My move to Hollister has been a good one. So many people have been friendly and helpful.
But after hanging my hats in approximately 50 different locations in 20 different cities during the past 35 years, I have learned this: There is always one major headache.
This time it is AT&T, which is making me ANGR&Y.
First some background. I don’t know how a lot of stuff works and to be honest I don’t care.
Take television for example. How the heck a live, miniature version of Barry Bonds swatting a baseball into the seats appears in a glassed-in box in my living room is beyond me.
Same goes for radio, CD players, turn signals, toasters, light bulbs, computers, and, especially, my plastic beer mug that plays the Notre Dame fight song as soon as I lift it.
You name it, I have no clue and give it little or no thought. I would much rather ponder more worldly matters, like which golf club or lure to use.
But I do feel quite strongly about this. When I click the remote, flip the switch or turn the key, the damn thing better work.
Why? Because I’m paying for it.
The apartment that I rented in Hollister three weeks ago now has: Running hot and cold water, electricity, heat, cable TV and local telephone service.
It does not have long distance access. Why?
Let me put it politely. Despite 17 phone calls, no one seems to be home, there literally is no answer at AT&T.
I signed up for local service with SBC. Their representatives were polite, informative and honest. The day they said that I could first hear another voice after pushing seven numbers was accurate.
But on May 31, I apparently made a grave error in judgment. When asked which long distance carrier I preferred, I went with the national slugger: AT&T.
In fairness, good old powerful AT&T has been OK for me in the past. And I mean no offense to the thousands of competent, friendly and hard-working men and women who work for AT&T.
However, in the 17 calls – each going through a head-banging, fist-shaking, never-ending series of prompt after prompt after prompt, only two live persons were polite, sympathetic and helpful.
None could figure it out. AT&T representatives are in a horrid 0-for-17 slump at my home stadium.
They scratched their coast-to-coast anonymous heads and blamed: SBC, the phone lines, my phone, me, paperwork and the Tampa Bay Devil Rays for the failure to successfully flip a switch in less than a month.
It has now been 20 days and I still can’t pick up my home phone to call my mom in Chicago and thank her for the box of towels that she sent.
Now that makes me MA&D.
The AT&T calling cards, however, showed up in the mail lickety-split.

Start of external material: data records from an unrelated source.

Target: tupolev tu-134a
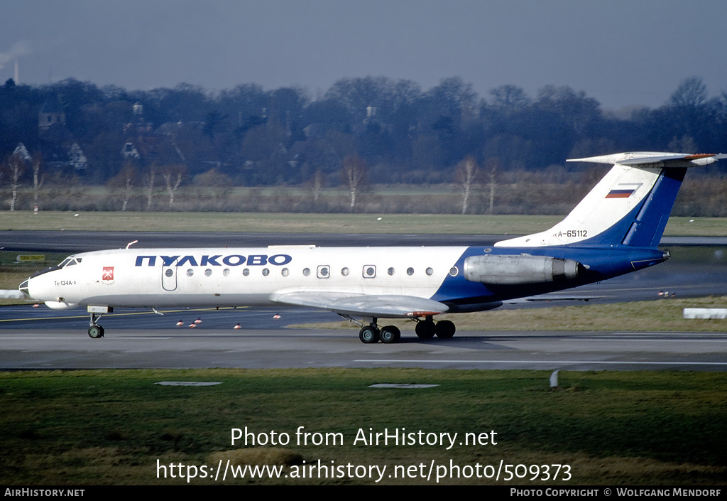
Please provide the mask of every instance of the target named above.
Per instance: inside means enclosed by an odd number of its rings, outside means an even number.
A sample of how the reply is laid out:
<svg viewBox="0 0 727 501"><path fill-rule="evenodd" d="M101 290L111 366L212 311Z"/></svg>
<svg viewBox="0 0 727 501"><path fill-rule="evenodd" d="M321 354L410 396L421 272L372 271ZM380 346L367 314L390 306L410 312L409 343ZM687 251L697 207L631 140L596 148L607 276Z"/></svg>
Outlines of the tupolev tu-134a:
<svg viewBox="0 0 727 501"><path fill-rule="evenodd" d="M613 164L548 230L489 246L132 248L74 254L20 286L51 308L87 307L88 334L115 307L294 306L335 312L364 343L397 342L382 318L416 322L420 338L450 338L441 313L616 277L669 258L657 245L688 167L727 154L621 153L571 162ZM360 320L358 320L360 319Z"/></svg>

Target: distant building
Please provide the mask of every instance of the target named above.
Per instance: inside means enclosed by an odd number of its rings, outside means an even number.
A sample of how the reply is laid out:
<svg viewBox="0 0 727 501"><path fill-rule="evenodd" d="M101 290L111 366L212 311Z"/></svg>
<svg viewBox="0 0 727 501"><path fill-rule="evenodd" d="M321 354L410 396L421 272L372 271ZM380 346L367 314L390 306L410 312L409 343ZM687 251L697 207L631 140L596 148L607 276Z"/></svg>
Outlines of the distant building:
<svg viewBox="0 0 727 501"><path fill-rule="evenodd" d="M46 100L38 114L38 128L44 133L57 124L65 126L65 111L58 97L53 95Z"/></svg>

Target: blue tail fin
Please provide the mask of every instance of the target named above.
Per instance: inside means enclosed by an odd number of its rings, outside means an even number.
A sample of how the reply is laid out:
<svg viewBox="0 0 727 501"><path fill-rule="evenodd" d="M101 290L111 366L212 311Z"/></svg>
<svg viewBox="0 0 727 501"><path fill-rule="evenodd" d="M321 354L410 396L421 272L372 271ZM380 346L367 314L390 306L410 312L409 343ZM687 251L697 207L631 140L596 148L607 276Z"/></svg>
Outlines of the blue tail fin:
<svg viewBox="0 0 727 501"><path fill-rule="evenodd" d="M565 219L545 232L498 242L499 247L577 245L654 248L662 239L687 167L723 154L640 151L569 162L614 167Z"/></svg>

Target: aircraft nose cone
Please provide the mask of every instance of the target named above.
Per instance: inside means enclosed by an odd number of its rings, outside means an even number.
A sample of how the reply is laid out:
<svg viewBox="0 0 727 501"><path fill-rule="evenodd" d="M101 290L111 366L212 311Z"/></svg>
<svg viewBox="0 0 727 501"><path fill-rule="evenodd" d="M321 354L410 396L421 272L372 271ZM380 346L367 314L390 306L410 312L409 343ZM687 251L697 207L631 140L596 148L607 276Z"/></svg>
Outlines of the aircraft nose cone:
<svg viewBox="0 0 727 501"><path fill-rule="evenodd" d="M27 298L33 299L33 298L31 297L30 293L28 292L28 280L29 280L30 279L25 280L23 283L20 284L20 287L18 287L17 288L18 290L20 290L20 292L25 294Z"/></svg>

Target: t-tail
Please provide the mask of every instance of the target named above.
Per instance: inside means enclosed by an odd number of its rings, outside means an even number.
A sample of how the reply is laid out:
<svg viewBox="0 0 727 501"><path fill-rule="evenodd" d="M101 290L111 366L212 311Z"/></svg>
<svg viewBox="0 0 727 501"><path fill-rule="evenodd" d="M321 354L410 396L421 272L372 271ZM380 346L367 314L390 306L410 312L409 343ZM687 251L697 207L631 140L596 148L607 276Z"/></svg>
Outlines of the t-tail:
<svg viewBox="0 0 727 501"><path fill-rule="evenodd" d="M727 154L636 151L569 159L613 164L608 174L565 219L550 229L503 240L498 247L655 248L664 234L688 167Z"/></svg>

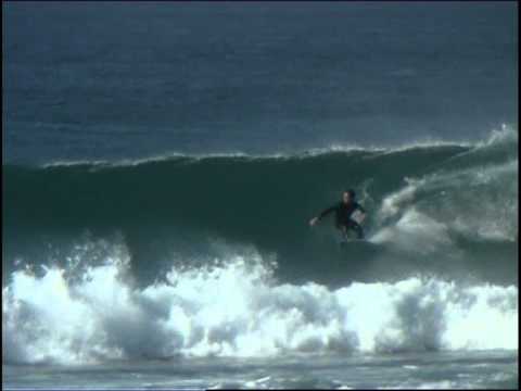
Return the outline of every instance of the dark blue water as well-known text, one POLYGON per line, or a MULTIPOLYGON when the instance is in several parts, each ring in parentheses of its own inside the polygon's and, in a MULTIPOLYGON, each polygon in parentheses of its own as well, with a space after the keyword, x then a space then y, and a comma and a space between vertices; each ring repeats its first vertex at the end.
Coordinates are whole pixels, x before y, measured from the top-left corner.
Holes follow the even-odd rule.
POLYGON ((516 2, 2 9, 4 162, 475 140, 517 122, 516 2))

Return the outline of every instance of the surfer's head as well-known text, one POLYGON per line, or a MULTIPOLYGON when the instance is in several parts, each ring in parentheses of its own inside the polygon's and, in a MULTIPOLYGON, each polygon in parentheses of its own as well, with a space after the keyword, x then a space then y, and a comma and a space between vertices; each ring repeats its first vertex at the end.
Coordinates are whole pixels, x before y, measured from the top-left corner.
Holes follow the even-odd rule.
POLYGON ((342 201, 345 202, 345 203, 350 203, 350 202, 355 200, 355 195, 356 195, 355 190, 353 190, 353 189, 345 190, 342 193, 342 201))

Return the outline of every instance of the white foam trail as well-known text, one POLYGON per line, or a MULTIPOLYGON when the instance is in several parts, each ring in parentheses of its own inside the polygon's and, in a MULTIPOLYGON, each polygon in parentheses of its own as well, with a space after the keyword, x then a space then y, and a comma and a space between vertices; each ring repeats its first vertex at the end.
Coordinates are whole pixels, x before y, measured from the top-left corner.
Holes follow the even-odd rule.
POLYGON ((374 242, 423 248, 449 243, 449 232, 472 240, 513 241, 518 235, 518 161, 406 178, 382 200, 374 242), (393 222, 389 224, 389 222, 393 222), (421 244, 421 242, 423 244, 421 244), (421 244, 421 245, 420 245, 421 244))
POLYGON ((168 282, 137 289, 120 265, 91 267, 74 281, 56 268, 41 277, 14 273, 2 291, 3 361, 518 346, 513 286, 422 278, 338 290, 278 285, 253 254, 218 267, 171 269, 168 282))
MULTIPOLYGON (((201 161, 205 159, 216 159, 216 157, 243 157, 249 160, 271 160, 271 159, 305 159, 309 156, 319 156, 328 154, 331 152, 376 152, 381 154, 389 153, 399 153, 404 151, 415 150, 415 149, 429 149, 429 148, 439 148, 439 147, 463 147, 475 149, 487 148, 493 144, 500 144, 505 142, 517 142, 518 131, 512 126, 501 124, 500 129, 493 129, 490 136, 485 140, 481 141, 449 141, 449 140, 440 140, 440 139, 425 139, 415 142, 409 142, 398 147, 384 147, 384 146, 360 146, 355 143, 332 143, 328 147, 322 148, 312 148, 305 151, 294 151, 294 152, 284 152, 278 151, 272 153, 246 153, 243 151, 231 151, 231 152, 212 152, 212 153, 183 153, 183 152, 168 152, 147 157, 139 159, 123 159, 119 161, 109 161, 109 160, 94 160, 94 161, 54 161, 51 163, 46 163, 42 167, 60 167, 60 166, 81 166, 81 165, 91 165, 93 169, 103 168, 103 167, 119 167, 119 166, 137 166, 147 163, 154 162, 164 162, 171 159, 187 157, 190 160, 201 161)), ((472 150, 471 150, 472 151, 472 150)), ((465 152, 468 153, 468 152, 465 152)))

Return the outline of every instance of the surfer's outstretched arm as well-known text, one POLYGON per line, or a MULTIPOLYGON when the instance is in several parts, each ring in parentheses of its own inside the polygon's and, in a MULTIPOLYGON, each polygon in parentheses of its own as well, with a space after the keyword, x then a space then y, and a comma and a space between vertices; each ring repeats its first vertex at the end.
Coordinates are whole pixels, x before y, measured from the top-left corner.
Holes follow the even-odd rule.
POLYGON ((309 220, 309 225, 313 227, 315 224, 317 224, 320 219, 322 219, 323 217, 326 217, 328 214, 330 214, 331 212, 333 212, 335 209, 338 207, 338 205, 333 205, 331 207, 328 207, 327 210, 323 210, 317 217, 313 217, 310 220, 309 220))

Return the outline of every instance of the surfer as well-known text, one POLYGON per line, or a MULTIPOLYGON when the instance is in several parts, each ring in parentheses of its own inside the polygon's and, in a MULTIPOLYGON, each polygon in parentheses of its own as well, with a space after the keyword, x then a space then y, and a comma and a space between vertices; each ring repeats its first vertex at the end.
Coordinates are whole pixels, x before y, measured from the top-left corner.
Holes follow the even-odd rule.
POLYGON ((313 227, 325 216, 331 212, 334 212, 335 227, 342 231, 344 239, 346 238, 347 230, 350 229, 356 232, 358 239, 364 239, 364 229, 361 228, 360 223, 366 218, 366 210, 355 201, 355 197, 356 193, 354 190, 345 190, 342 193, 342 201, 331 207, 328 207, 317 217, 312 218, 309 225, 313 227), (355 222, 352 218, 352 215, 355 211, 360 211, 358 222, 355 222))

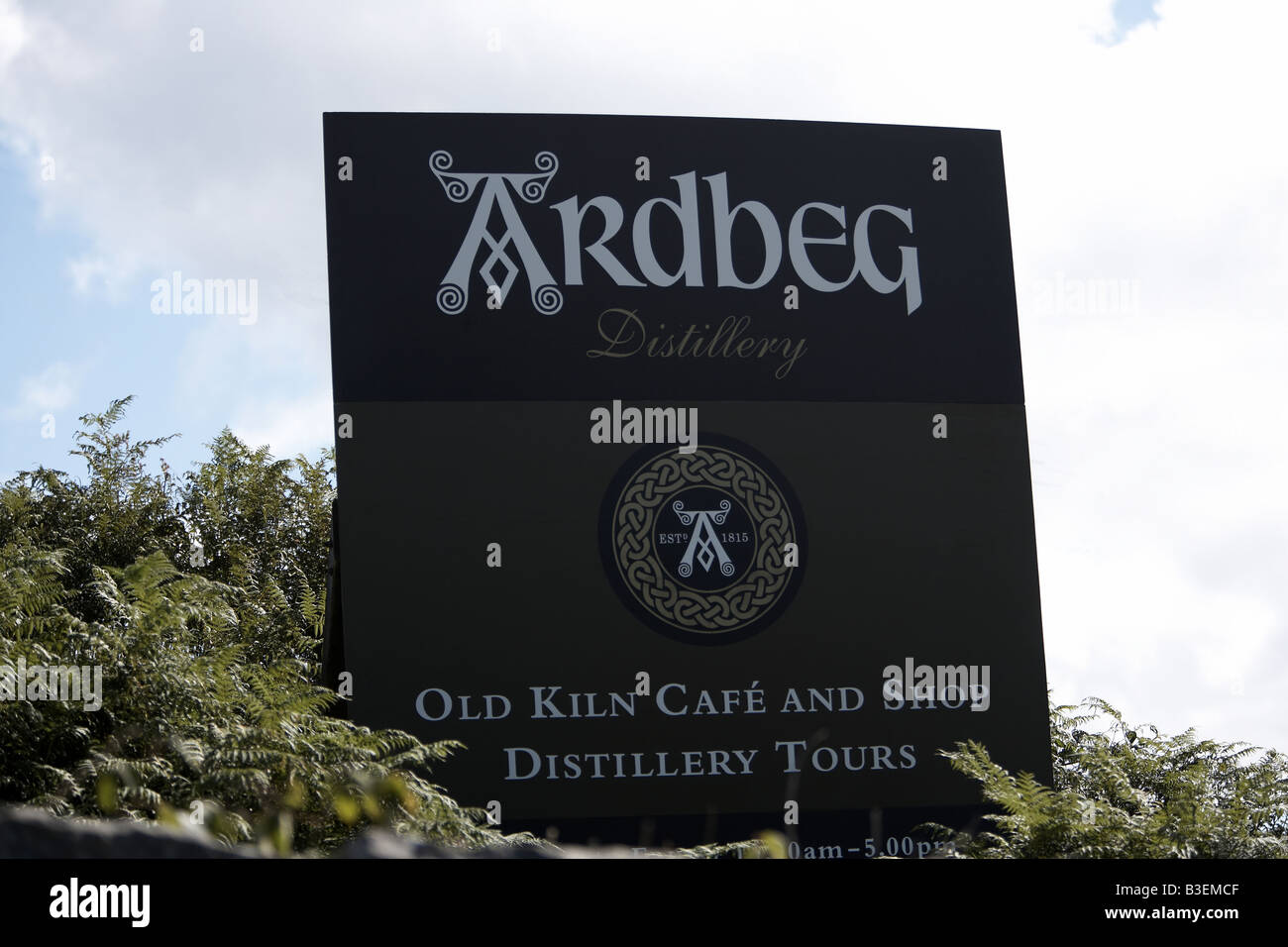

You know, the ones that cost 25 cents a minute compared to the 7 cents a minute direct dial rate promised way back when.
The last live person (I think she was still alive. Who knows? Maybe it was taped.) whom I spoke with Thursday summed it up when I once again explained my plight.
“Wow” she said, before transferring me to another number that rang and cut me off.
Well, I have a solution, which should work despite my lack of expertise in the mechanics of the modern telephone, satellites, rude, dead or alive AT&T operators, and their hellish prompts.
There must be a sale on tin cans and string somewhere in Hollister.
And I’ll need to make a substantial purchase.
There are a lot of miles between here and Chicago.